JVM Heap size is the amount of memory allocated to the Java Virtual Machine of an Elasticsearch node, the more heap available the more cache memory available for indexing and search operations. If it’s too low Hyperion Indexing will be slow and search queries will be very latent. If the JVM heap size is more than 32GB (usually lower than this) on an Elasticsearch node, the threshold for compressed ordinary object pointers (OOP) will be exceeded and JVM will stop using compression. This will be exceptionally inefficient in regards to memory management and the node will consume vastly more memory.
The result of the above is the necessity to create a cluster of more than one Elasticsearch node, as the limit is per Elasticsearch node instance.
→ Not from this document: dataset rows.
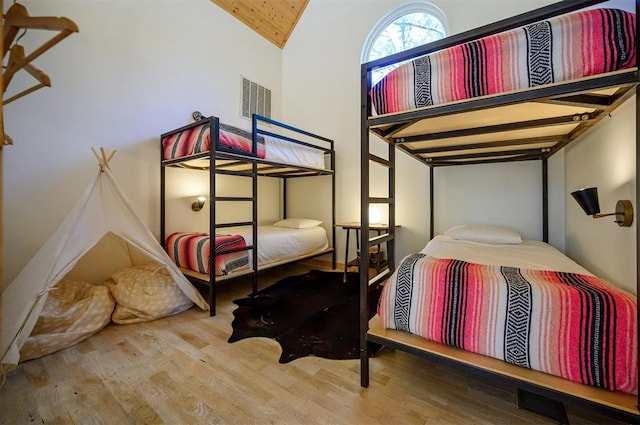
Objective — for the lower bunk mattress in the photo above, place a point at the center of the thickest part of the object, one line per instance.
(275, 244)
(501, 301)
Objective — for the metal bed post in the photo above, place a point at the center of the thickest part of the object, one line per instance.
(637, 4)
(391, 244)
(215, 132)
(545, 200)
(332, 157)
(364, 223)
(284, 197)
(431, 209)
(254, 220)
(163, 195)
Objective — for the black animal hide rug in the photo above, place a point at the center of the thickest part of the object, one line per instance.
(312, 314)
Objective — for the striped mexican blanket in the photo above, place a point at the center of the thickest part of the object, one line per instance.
(198, 139)
(574, 326)
(562, 48)
(192, 251)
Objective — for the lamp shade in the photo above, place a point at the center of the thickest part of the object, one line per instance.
(588, 199)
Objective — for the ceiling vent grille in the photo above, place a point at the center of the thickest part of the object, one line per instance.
(256, 99)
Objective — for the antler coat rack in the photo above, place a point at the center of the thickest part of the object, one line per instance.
(17, 18)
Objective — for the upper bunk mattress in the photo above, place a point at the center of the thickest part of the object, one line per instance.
(197, 139)
(562, 48)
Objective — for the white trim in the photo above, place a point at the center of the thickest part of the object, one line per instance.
(392, 15)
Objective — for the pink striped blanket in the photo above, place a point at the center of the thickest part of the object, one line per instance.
(575, 326)
(193, 250)
(197, 139)
(562, 48)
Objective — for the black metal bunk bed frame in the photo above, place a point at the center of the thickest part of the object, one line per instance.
(612, 90)
(250, 166)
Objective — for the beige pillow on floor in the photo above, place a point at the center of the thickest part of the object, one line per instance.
(72, 313)
(144, 293)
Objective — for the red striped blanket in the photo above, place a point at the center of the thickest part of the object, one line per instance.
(193, 250)
(562, 48)
(197, 139)
(574, 326)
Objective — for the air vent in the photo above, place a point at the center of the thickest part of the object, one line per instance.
(255, 99)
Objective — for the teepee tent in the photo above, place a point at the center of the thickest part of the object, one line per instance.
(101, 235)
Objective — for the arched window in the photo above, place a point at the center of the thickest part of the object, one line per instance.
(407, 26)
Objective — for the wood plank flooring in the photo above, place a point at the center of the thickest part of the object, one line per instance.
(182, 370)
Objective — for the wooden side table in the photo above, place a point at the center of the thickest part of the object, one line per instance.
(380, 262)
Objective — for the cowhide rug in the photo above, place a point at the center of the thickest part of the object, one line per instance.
(311, 314)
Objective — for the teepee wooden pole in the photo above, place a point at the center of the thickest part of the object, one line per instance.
(103, 158)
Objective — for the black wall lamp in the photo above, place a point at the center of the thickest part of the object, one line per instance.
(588, 199)
(198, 203)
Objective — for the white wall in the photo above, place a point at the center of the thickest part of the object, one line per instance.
(139, 68)
(604, 159)
(135, 70)
(321, 74)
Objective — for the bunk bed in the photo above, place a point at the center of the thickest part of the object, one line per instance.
(504, 112)
(242, 248)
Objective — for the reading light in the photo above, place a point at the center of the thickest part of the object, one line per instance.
(588, 199)
(375, 215)
(198, 203)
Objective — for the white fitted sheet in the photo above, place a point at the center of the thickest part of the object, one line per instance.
(280, 243)
(285, 152)
(527, 255)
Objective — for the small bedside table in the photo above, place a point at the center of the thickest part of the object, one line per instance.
(374, 253)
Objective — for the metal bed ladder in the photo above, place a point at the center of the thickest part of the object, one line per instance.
(366, 241)
(214, 226)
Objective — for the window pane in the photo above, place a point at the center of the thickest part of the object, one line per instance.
(409, 29)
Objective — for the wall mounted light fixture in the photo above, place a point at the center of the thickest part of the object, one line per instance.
(198, 203)
(375, 215)
(587, 198)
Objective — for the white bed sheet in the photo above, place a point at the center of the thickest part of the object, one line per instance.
(527, 255)
(280, 243)
(285, 152)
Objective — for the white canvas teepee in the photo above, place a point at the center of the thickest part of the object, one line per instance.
(102, 212)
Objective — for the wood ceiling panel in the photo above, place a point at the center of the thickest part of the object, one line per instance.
(273, 19)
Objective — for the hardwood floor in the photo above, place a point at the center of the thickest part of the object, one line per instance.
(182, 370)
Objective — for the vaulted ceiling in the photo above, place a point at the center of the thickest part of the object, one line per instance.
(273, 19)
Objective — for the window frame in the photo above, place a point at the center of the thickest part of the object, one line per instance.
(395, 13)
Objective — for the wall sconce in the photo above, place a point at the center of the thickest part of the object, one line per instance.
(588, 199)
(198, 203)
(375, 215)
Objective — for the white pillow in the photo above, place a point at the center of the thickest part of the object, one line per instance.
(486, 233)
(297, 223)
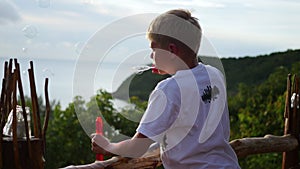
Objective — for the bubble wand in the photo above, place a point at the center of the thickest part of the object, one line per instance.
(99, 130)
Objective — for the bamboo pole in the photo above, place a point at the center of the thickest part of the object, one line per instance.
(35, 108)
(15, 139)
(47, 113)
(20, 87)
(290, 158)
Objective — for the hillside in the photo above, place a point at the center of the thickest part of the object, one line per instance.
(248, 70)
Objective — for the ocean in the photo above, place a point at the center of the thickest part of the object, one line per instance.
(61, 74)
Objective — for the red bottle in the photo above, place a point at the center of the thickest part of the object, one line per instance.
(99, 130)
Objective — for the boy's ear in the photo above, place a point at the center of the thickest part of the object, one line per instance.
(173, 48)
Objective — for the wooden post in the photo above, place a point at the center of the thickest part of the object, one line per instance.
(291, 158)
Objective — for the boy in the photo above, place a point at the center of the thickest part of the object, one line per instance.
(187, 113)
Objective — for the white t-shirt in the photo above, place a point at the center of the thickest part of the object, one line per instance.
(188, 115)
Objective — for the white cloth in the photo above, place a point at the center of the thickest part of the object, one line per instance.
(188, 115)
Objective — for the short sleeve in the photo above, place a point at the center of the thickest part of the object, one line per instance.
(159, 115)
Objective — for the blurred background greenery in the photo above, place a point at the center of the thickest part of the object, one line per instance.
(256, 99)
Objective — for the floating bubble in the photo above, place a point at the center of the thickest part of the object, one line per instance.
(24, 50)
(47, 73)
(30, 31)
(88, 1)
(78, 47)
(44, 3)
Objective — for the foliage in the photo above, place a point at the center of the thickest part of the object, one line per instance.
(257, 110)
(256, 88)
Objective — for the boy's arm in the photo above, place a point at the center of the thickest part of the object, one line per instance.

Two nodes with JVM heap of 25GB results in 50GB of cluster wide heap available.
Other benefits to clustering more than one ElasticSearch node are of course more CPU cores for processing and more DISK for the ever expanding Full History storage requirements. Elasticsearch stores indexed data in documents these documents are allocated to shards, these shards are automatically balanced between nodes in a cluster. Other than distributing the DISK utilisation across nodes, each shard is it’s own Lucene index and as such distributes CPU bandwidth utilisation across the cluster as well.
I recommend reading Elasticsearch: The Definitive Guide as an excellent book to help you understand Elasticsearch concepts.
Taking the above into account our current recommended topology for the EOS Mainnet is to logically or physically run the following nodes:
- Load Balancer
- SSL Offload
- Usage Policies
- Hyperion Server 1
- Hyperion API
- Hyperion Indexer
- RabbitMQ
- Redis
- Node.js
- PM2
- Kibana
- Hyperion Server 2
- Elasticsearch I (25GB JVM Heap)
- Hyperion Server 3
- Elasticsearch II (25GB JVM Heap)
- Hyperion Server 4
- Elasticsearch III (25GB JVM Heap)
- State-History
- Network sync’d nodeos with state_history plugin enabled
Hyperion Hardware
Similar to Hyperion Topology, Hardware choice will vary on your history services requirement.
The recommendations below are for EOS Mainnet with Full History, in relation to what currently works in the EOSphere Public Service Offerings.
EOS Mainnet
- Load Balancer
- Dealers choice, however HAProxy is a great option
- High Speed Internet 100Mb/s+
- Hyperion Server 1
- Modern CPU, 3Ghz+, 8 Cores+
- 64GB RAM
- 128GB DISK (Enterprise Grade SSD/NVMe)
- 1Gb/s+ LAN
- Hyperion Server 2–4
- Modern CPU, 3Ghz+, 8 Cores+
- 64GB RAM
- Enterprise Grade SSD/NVMe
The current (February 2024) Elasticsearch Database is 24TB, I suggest provisioning 35–40TB across the cluster for Full History service longevity - 1Gb/s+ LAN
- State-History
- Modern CPU, 4Ghz+, 4 Cores
- 128GB RAM
- 256GB DISK 1 (Enterprise Grade SSD/NVMe)
- 16TB DISK 2 (SAS or SATA are OK)
With that introduction you should now have an informed starting point for your Hyperion services journey.